Lockdown in einem fremden Land, allein im Amazonas-Regenwald. Mitten in der Covid 19 – Krise versucht Elisa alles, um zurück in ihre Heimat zu gelangen.

Wir ärgern uns, dass wir nicht mehr in den Ausgang dürfen, die Freunde nur noch virtuell treffen und nicht mal mehr auf dem Fussballplatz die Bälle turnusgemäss am Tor vorbeischiessen können. Der Freiheitsverlust scheint ungewohnt und gross, der eigene Verzicht unvergleichlich. Aber man stelle sich vor, diese Situation fernab der Heimat zu erleben, ohne Familie, mitten in einem endlosen Meer aus Bäumen, wo die Hitze gross ist und die Luftfeuchtigkeit einen nicht mehr atmen lässt.

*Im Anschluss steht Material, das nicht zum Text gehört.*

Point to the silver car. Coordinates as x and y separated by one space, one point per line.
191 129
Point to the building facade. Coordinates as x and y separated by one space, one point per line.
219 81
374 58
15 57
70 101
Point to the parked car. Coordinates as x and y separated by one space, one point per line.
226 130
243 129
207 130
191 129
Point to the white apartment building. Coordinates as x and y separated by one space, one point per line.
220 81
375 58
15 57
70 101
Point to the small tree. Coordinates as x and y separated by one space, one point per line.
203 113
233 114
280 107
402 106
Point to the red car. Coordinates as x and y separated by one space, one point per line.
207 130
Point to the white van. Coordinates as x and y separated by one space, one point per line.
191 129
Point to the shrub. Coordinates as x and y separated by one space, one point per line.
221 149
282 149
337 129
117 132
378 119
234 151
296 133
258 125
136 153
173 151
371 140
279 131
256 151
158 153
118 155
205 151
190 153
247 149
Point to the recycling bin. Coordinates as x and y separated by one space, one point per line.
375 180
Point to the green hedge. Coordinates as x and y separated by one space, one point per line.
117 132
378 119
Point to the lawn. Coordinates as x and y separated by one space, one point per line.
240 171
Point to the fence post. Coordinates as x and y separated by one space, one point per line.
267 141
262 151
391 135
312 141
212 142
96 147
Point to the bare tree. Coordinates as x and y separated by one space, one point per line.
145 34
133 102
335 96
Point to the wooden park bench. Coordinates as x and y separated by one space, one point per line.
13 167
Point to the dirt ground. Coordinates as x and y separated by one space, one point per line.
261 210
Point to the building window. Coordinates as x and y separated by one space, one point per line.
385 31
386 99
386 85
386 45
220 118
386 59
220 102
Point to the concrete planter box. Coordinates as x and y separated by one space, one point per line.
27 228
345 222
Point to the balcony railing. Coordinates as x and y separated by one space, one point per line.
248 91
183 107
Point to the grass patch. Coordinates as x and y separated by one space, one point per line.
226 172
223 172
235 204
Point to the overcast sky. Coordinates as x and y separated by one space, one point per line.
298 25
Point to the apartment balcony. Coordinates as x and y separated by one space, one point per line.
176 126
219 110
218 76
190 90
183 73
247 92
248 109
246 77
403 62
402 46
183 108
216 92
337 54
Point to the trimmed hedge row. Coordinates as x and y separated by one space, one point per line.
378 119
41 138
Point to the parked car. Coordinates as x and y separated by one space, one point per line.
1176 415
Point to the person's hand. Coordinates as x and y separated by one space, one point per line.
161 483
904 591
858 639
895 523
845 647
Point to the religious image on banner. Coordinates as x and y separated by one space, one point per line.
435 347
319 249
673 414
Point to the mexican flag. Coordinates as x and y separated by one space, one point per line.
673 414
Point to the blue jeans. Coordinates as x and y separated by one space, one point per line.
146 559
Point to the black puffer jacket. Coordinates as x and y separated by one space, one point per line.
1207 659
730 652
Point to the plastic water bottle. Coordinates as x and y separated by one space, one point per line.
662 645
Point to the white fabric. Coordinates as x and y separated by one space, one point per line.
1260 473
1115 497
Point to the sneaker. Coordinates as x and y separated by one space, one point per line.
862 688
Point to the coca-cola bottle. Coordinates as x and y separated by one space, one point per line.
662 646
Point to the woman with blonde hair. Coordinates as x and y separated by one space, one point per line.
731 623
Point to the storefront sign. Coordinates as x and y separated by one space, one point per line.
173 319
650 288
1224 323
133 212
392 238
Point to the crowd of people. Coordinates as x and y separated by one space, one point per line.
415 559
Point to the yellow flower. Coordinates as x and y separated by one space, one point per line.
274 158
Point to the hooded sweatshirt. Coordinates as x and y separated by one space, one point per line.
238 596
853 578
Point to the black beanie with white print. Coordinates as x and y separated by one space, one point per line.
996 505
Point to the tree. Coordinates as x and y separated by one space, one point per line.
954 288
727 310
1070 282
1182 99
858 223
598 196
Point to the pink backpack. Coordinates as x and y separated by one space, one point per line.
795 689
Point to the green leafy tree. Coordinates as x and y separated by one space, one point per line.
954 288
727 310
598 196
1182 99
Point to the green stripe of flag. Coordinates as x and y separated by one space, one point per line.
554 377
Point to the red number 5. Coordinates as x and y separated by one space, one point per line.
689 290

Zur falschen Zeit am falschen Ort

Eine Reise durch Perú war ein langgehegter Wunsch von Elisa, die selber Wurzeln in diesem Land besitzt und es nun endlich auf eigene Faust richtig kennenlernen wollte. Der Besuch bei der Familie in einem ärmlichen Vorort von Lima war eindrucksvoll und Elisa freute sich auf das, was kommen sollte. Die Freude kam auch, dank all der wundervollen Orte in diesem vielfältigen Land – riesige Berge, sonnige Strände und ein schier endloser Regenwald. All die Bekanntschaften machten die Reise umso schöner und dank ihren Spanischkenntnissen, fügte sie sich in dem fernen Land gut ein.

Es verschlug sie schliesslich mitten in das Amazonasgebiet, den grössten Regenwald der Welt, bewohnt von unzähligen fremdartigen Pflanzen und sonderbaren Tieren. Ein tolles Erlebnis für einige Tage, sicher, aber auch ein Moloch, bei dem der Dschungelkoller irgendwann kommen muss. Elisa befand sich gerade am Dreiländereck zu Kolumbien und Brasilien, als der peruanische Präsident die Ausgangssperre erklärte. Panik stieg in ihr auf. Den Lockdown im kleinen Dorf Santa Rosa zu verbringen, mitten auf einer Flussinsel und mit gerade mal einer Strasse, wäre nicht auszuhalten.

Vom Regen in die nicht ganz so nasse Traufe

Daraufhin wandte sich Elisa an alle möglichen Stellen, diskutierte mit diversen Polizeibeamten und Militärs und erhielt schliesslich mit Glück und Beharrlichkeit einen Platz auf der letzten Fähre nach Iquitos. Endlich eine Stadt, wenn auch immer noch im tiefsten Dschungel und ohne Strassenverbindung in die Aussenwelt. Sie quartierte sich in einem Hostel ein und versuchte sogleich wieder, irgendetwas zu organisieren, denn einfach auf eine wunderliche Rettung zu warten, war nie eine Option:

«Ich bin wild entschlossen nach Lima und von dort aus nach Europa zu gelangen. Ich spreche fliessend Spanisch und bin Doppelbürgerin, habe auch meine peruanische ID mit dabei. Das erleichtert vieles, macht mich selbstständiger und erlaubt es mir, extrem aktiv zu sein und nicht apathisch im Hostel zu warten. Täglich organisiere und versuche ich etwas, war am Flughafen, beim Ministerium und der Militärbasis, ich gebe nicht auf und bleibe trotz vieler geplatzter Hoffnungen positiv.

Es leben derzeit vier Deutsche im Hostel und wir unterhalten und bekochen uns gegenseitig.

Auch die Supermärkte laufen noch, da hat es genügend Nahrungsmittel und Wasser, einen Bargeldvorrat hab ich auch. Die Stimmung in der Stadt ist entspannt, auch dank der hohen Militär- und Polizeipräsenz, an wortwörtlich jeder Ecke.»